HR-Kompetenzen von grossem Nutzen
Anfangs fehlendes Fachwissen konnte ich mit Disziplin und dem Wissen, worauf ich mich einlasse, kompensieren. Es hat mir sehr geholfen, dass ich fünf Jahre in der HR-Erwachsenenbildung als Lehrperson tätig war. So spürte ich rasch, was wichtig zu lernen und wo der «Mut zur Lücke» möglich war. Durch meine Vorbildung bereiteten mir auch die Anamnese-Gespräche keine grossen Probleme. Das Wissen, es auch in einem anderen Beruf «geschafft» zu haben, hilft sicher, die nötige Ruhe zu bewahren, wenn etwas einmal nicht sofort klappt.
Diverse HR-Kompetenzen sind mir auch heute noch von grossem Nutzen. Sei es die Fach-, Methoden- und Führungskompetenz, der wertschätzende Umgang mit Menschen, aber auch eine ausgeprägte Kommunikationsfähigkeit. Wie im HR braucht es auch in der Pflege Empathie und Abgrenzung sowie korrektes und genaues Arbeiten. Auch Nachfragen und Beobachten, die interdisziplinäre Zusammenarbeit, gutes Zeitmanagement sowie ethische Aspekte sind in beiden Bereichen wichtig. Als ehemalige Personalverantwortliche kann ich mir jeweils rasch einen guten Überblick verschaffen, indem ich versuche, mich in die verschiedenen Perspektiven von Pflegenden, Vorgesetzten und anderen Bereichen wie Technischer Dienst, Reinigung und Küche hineinzuversetzen.
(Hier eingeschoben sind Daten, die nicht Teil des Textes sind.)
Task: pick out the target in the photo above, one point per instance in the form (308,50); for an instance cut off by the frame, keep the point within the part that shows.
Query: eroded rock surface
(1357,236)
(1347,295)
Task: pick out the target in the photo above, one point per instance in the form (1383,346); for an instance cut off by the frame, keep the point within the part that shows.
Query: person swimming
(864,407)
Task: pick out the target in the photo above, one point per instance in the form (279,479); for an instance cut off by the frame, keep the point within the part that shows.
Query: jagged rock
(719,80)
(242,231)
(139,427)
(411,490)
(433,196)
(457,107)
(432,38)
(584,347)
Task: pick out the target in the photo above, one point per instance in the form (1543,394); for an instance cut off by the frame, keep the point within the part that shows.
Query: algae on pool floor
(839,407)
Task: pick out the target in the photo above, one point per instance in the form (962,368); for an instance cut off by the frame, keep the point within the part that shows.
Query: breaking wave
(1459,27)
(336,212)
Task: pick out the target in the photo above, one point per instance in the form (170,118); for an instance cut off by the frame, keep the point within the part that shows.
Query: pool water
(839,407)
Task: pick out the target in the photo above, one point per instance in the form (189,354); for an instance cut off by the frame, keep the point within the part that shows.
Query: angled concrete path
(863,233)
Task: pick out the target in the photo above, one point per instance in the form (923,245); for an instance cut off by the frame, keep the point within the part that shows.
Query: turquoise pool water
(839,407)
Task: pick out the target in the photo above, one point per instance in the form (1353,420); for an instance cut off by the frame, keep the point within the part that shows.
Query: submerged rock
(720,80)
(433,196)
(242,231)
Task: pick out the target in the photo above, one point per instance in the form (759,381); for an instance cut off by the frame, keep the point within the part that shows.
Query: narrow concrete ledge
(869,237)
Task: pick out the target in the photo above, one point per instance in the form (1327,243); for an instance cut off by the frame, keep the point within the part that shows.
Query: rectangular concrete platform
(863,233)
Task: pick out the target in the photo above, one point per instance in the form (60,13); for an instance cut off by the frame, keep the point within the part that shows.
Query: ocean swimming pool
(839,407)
Herausfordernd, aber bereichernd
Ich habe meinen Hafen gefunden. Die abwechslungsreiche Tätigkeit, die durch die verschiedenen Menschen und ihre Herausforderungen entsteht, macht ganz einfach grossen Spass. Manchmal wünsche ich mir schon, dass wir mehr Zeit für Pflege und Betreuung zur Verfügung hätten. Und die Momente des «Loslassens», wenn jemand stirbt, beschäftigen mich natürlich. Auch wenn es oft eine Erlösung ist, geht es doch um ein bewusstes Verabschieden von einem Menschen. Dafür ist es immer wieder von neuem bereichernd, wenn mir Bewohner ein Lächeln schenken oder sich bei mir für meinen Einsatz und eine qualitativ gute Betreuung bedanken.
Zur Person
Cornelia Wörle (47) startete ihre HR-Laufbahn 1996 in der Maschinenindustrie. 2002 wechselte die gebürtige Deutsche ins HR der Stadt Winterthur, wo sie ab 2006 im Bereich «Alter und Pflege» als Personalverantwortliche tätig war. 2011 wendet sie sich vom HR ab und wagt als Pflegepraktikantin in einem Alterszentrum den Quereinstieg. Wörle lebt mit ihrem Partner in Winterthur.